In “The Chamber of Secrets,” Harry Potter is introduced to the Floo Network: a network of fireplaces connecting locations within the wizarding world.
Using the Floo Network to travel from one place to another, all that is required is to toss magical floo powder into a fireplace, step into the magical green fire produced by the powder and proclaim the intended destination. Instantly, travelers arrive at whatever locale they specified.
Apprehensive and uncertain on his first attempt, Harry steps into the fireplace and, instead of saying “Diagon Alley,” which would have transported him to meet his friends at the wizarding world’s version of the Mall of America, he says “Diagnollay.” He arrives at Knockturn Alley, the hub for practitioners of the Dark Arts. And so Harry’s adventure begins.
As witnesses to Harry’s first encounter with the Floo Network, we are also reminded of an important truth: that how you say it matters. Harry’s experience shows how a simple slip or twist of the tongue can have disastrous implications, rerouting us to unintended destinations in our relationships, and sometimes in our careers.
In short, as important as what we say is how we say it. Timing, context, tone of voice, facial expressions – all of those things matter and can enhance credibility and trust — or derail it.
Many of my clients began their own kinds of adventures when they regrettably said the wrong thing – either in content or in tone.
In one situation, an employee alleged that her manager was aggressive, threatening and routinely used offensive language.
When I met with the manager, he acknowledged that he often felt frustrated and overwhelmed; he agreed that it probably affected how he spoke with people. He had a single request for me: he wanted “The Book.” “What book?” I asked. “The book that lists out everything I can and cannot say so to stay out of trouble,” he responded.

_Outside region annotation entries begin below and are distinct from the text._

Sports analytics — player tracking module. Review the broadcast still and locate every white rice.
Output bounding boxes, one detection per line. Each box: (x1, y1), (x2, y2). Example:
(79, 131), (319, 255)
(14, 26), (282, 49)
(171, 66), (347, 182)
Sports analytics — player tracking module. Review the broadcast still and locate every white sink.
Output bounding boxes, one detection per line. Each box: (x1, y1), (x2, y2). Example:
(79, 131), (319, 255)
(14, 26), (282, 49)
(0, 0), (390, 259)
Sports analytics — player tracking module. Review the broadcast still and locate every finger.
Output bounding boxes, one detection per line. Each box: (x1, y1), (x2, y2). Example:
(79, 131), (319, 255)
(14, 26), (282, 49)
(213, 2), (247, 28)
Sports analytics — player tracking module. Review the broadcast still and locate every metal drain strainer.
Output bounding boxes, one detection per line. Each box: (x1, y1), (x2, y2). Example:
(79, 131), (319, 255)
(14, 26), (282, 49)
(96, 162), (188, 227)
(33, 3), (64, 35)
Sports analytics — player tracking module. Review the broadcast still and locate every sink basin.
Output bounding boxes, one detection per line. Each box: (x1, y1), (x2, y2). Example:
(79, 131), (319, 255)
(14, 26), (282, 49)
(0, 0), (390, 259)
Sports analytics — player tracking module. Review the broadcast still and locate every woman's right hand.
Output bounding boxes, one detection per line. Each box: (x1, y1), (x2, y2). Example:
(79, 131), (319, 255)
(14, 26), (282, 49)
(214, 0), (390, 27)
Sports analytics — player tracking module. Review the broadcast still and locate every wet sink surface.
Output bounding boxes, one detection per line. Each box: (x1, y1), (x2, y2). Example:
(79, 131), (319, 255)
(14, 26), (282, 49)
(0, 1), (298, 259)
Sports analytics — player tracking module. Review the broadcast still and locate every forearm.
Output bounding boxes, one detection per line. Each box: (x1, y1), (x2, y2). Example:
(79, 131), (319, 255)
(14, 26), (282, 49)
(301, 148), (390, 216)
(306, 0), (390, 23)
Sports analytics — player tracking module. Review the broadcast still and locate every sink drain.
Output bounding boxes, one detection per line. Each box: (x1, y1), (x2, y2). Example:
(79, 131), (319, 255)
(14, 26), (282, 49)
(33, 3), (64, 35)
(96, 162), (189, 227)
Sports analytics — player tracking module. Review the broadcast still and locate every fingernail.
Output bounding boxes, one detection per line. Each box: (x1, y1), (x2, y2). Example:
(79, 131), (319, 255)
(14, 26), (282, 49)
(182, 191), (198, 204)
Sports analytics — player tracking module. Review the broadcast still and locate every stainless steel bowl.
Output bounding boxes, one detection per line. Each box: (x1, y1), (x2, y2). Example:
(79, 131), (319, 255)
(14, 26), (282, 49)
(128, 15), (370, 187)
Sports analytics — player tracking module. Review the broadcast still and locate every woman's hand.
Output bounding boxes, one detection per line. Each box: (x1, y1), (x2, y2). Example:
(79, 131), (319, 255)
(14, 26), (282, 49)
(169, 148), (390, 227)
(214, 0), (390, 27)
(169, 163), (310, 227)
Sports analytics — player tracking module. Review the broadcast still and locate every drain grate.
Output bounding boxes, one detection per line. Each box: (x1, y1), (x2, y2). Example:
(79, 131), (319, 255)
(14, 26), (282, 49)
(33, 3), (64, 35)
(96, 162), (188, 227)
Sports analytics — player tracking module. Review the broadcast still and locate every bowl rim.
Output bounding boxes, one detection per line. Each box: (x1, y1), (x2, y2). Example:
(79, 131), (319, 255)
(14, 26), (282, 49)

It’s not that simple. We all have deadlines, challenges, differences of opinions, pressures outside of work – any of which might affect our demeanor.
Alas, we are not a collective of “The Stepford Wives,” and there are no playbooks that guarantee when we are in or out of bounds.
So much of what we do and say must be considered in context, which is why so many people new to our workplaces struggle in their interactions with co-workers. The good news is that though standards of professional communication are not programmed in our DNA, effective communication is a skill that can be modeled and learned.
There are great tools out there: video and voice recordings, for example. Many recommend leaving yourself a message and playing it back. Personally, though few things cause me to break out in hives, the thought of watching or listening to a video or audio recording of myself requires an immediate dose of Benadryl.
One of the best tools I’ve encountered is a mirror that one of my colleagues set on his desk next to the phone. Printed on the mirror were the words: “Can you hear my smile?” As he talked on the phone, he would then be reminded to smile.
By smiling (not grimacing, mind you), people tend to calm themselves and align their tone to their expression. Smiling becomes a way of moderating the intensity of what you are saying, and matching the pace of the conversation with the other person and creating space to reflect on the appropriateness of the response.
A second great tool: a heartfelt apology when we have caused harm to another, even if completely unintended. Simple.
Ultimately, the issue is really one of personal accountability for the places we end up and the impacts we create from our efforts to communicate. We need to avoid blaming people for being overly sensitive, for failing to understand the pressures we are under.
Our commitment to interact with civility and professionalism may lead us to discover that the most powerful magic we create is derived from something as simple as a smile and a willingness to apologize when we have erred.